Two Ukrainian Conservators Who Fled War in Kyiv Have Restored Portraits at England’s Huguenot Museum, Dedicated to an Earlier Wave of Refugees

The unique project brings to light the history of the very first generation of refugees in the U.K., who fled religious prosecution in France.

Valeriia Kravchenko and Ahneta Shashkova examine the portraits in the Huguenot Museum store August 2022. Photo: © Katya Belaia.

Two painting conservators from Ukraine who are currently living in the U.K. as refugees have been given the opportunity to practice their professions at the Huguenot Museum in Kent, England. Ahneta Shashkova and Valeriia Kravchenko both trained as conservators at the Kyiv Academy of Art and Architecture, but were forced to leave Ukraine after Russia’s invasion in February 2022.

The pair conserved the 18th-century portraits of goldsmith John Jacob, who was himself a Huguenot refugee, and of his wife Anne Courtauld, the daughter of another Huguenot goldsmith who had been a refugee. The paintings have gone on public view at the museum this week in commemoration of Refugee Week.

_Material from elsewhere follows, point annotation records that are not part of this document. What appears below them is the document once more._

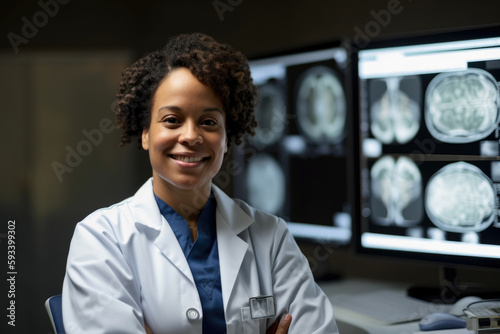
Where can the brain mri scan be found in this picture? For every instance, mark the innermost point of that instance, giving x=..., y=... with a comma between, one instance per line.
x=321, y=105
x=395, y=116
x=460, y=198
x=396, y=186
x=265, y=182
x=271, y=115
x=462, y=107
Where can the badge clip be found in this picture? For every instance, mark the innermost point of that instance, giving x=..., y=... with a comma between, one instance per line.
x=262, y=307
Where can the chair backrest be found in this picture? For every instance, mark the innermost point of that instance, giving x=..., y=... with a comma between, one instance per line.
x=54, y=309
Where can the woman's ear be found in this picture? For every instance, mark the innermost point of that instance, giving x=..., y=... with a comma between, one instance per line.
x=145, y=139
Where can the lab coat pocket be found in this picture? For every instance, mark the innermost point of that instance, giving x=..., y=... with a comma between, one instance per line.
x=252, y=326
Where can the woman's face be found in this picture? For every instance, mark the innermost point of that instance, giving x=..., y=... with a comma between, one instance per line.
x=187, y=137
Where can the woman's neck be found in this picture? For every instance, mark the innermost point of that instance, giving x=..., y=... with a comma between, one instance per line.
x=186, y=202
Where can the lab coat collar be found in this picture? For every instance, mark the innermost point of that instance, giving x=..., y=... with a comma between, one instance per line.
x=146, y=211
x=231, y=220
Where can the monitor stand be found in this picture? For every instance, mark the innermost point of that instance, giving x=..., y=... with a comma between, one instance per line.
x=451, y=290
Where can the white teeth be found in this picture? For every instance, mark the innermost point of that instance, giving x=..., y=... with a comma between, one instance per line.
x=187, y=159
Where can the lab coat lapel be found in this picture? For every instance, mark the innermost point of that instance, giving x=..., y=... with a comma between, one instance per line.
x=231, y=220
x=149, y=218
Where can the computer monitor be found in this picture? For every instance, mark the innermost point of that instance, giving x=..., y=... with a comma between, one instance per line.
x=427, y=132
x=296, y=164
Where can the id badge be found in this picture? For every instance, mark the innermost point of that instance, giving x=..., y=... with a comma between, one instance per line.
x=262, y=307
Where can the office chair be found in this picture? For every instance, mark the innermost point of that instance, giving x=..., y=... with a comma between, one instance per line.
x=54, y=309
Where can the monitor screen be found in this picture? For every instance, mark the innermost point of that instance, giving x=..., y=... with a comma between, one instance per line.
x=296, y=164
x=428, y=149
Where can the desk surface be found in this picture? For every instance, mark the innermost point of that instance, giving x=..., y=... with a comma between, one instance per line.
x=351, y=323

Starting in August 2022, the pair worked under the guidance of the Ukrainian-born conservator Katya Belaia-Selzer, who has been living and working in the U.K. for many years at her studio in Buckinghamshire. She set up a society of Ukrainian conservators in 2014. Since Russia invaded Ukraine in 2022, she has arranged for 15 of her colleagues to flee the war-torn country and settle in England.

“The Huguenot Museum gave an incredible opportunity to two Ukrainian refugees, professional paintings conservators, to continue practicing their craft and find dignity and meaning in spite of the appalling events currently unfolding in their homeland,” said Belaia-Selzer in a press statement.

The portrait of Jacob was on a very fragile canvas with the paint beginning to flake. Both paintings had grown dull over the years thanks to dirt and old darkened varnish. In some cases, the original pigments used were highly sensitive and required a careful hand in cleaning.

Unknown artist, Anne Courtauld, Mrs Jean Jacob (c.1787-93). Photo: © Huguenot Museum, Rochester.

“One could finally see all the details in the dress—the buttons, the lace, the quality of the fabric—as well as all the little artistic changes in composition, which is extremely exciting,” Belaia said of the cleaning process. “It is like seeing the artist at work.”

The Huguenot Museum has particular resonance for the history of refugees. In 1685, the King of France ruled that Protestants living in France would be barred from leaving and forced to convert to Roman Catholicism. Over 200,000 managed to escape and around 50,000 ended up settling in the U.K., introducing the term “refugee” to the English language.

The project took place thanks to funding from the British-based Idlewild Trust and Leche Trust with further contributions from the Faith Project, Bishop Auckland and a descendant of John Jacob.

The museum is also marking Refugee Week by exhibiting Our Family Quilt, a textile stitched in collaboration between Ukrainian women living locally and their British host families. Each square in the quilt bears the name of a Ukrainian town that the refugees are from or the place where they are currently living.